Fig. 4.

Activity of the 13-62 promoter in response to dehydration. Wild-type and mutated Craterostigma plantagineum (Cp), Lindernia brevidens (Lb), and Lindernia subracemosa (Ls) promoter fragments were fused to the GUS reporter gene and tested for their activity upon dehydration in homologous and heterologous leaf tissues using a transient expression assay. (A) Response to dehydration of 13-62 wild-type promoters in homologous tissues. (B) Response to dehydration of Cp13-62iso1 and Ls13-62 promoters in heterologous tissues. (C) Effect of mutation of the DRE motif on activity of the 13-62 promoter in homologous and heterologous tissues.
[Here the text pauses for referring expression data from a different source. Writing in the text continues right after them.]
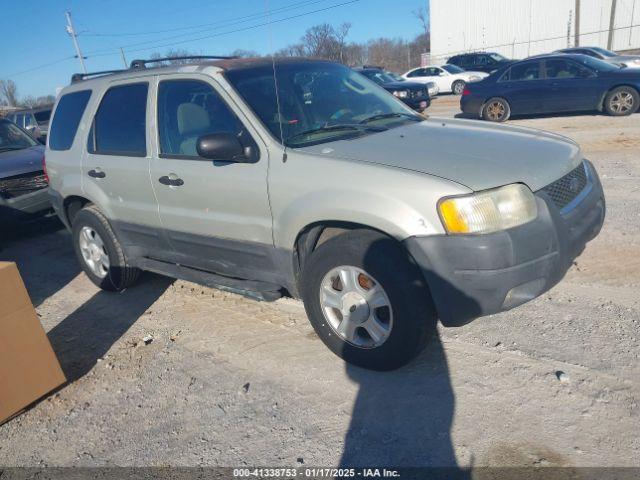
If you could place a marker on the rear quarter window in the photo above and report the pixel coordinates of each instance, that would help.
(65, 123)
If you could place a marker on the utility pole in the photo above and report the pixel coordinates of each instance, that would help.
(124, 59)
(71, 31)
(577, 32)
(612, 24)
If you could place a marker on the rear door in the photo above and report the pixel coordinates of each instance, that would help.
(570, 86)
(216, 213)
(115, 169)
(523, 87)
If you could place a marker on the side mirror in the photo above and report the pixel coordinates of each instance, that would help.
(224, 147)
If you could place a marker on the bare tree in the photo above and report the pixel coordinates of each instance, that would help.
(423, 16)
(9, 92)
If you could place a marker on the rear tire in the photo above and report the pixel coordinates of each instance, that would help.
(496, 110)
(396, 307)
(622, 101)
(458, 87)
(99, 253)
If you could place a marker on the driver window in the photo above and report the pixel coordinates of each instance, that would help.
(188, 109)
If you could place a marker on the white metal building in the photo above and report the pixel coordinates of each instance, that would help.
(520, 28)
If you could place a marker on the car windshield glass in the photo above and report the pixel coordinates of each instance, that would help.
(315, 96)
(12, 138)
(606, 53)
(452, 68)
(378, 76)
(43, 116)
(596, 64)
The DRE consensus sequence was either impaired (-DRE; promoters of desiccation-tolerant species) or restored (+DRE; promoter of desiccation-sensitive species) and the response to dehydration was compared using wild-type and mutated promoters. A construct expressing green fluorescence protein (GFP) under the control of the CaMV35S promoter was used to normalize all experiments. Bars indicate the relative promoter activities, expressed as a percentage of 13-62 promoter fragment activity relative to that of the CaMV35S promoter. The values are calculated from at least four independent experiments (mean +SD) for each treatment. Statistically significant differences from the control mean in (A) and (B) or wild-type expression in (C) of each promoter fragment are indicated above the error bars: *P<0.05, **P<0.01 (Student’s t-test).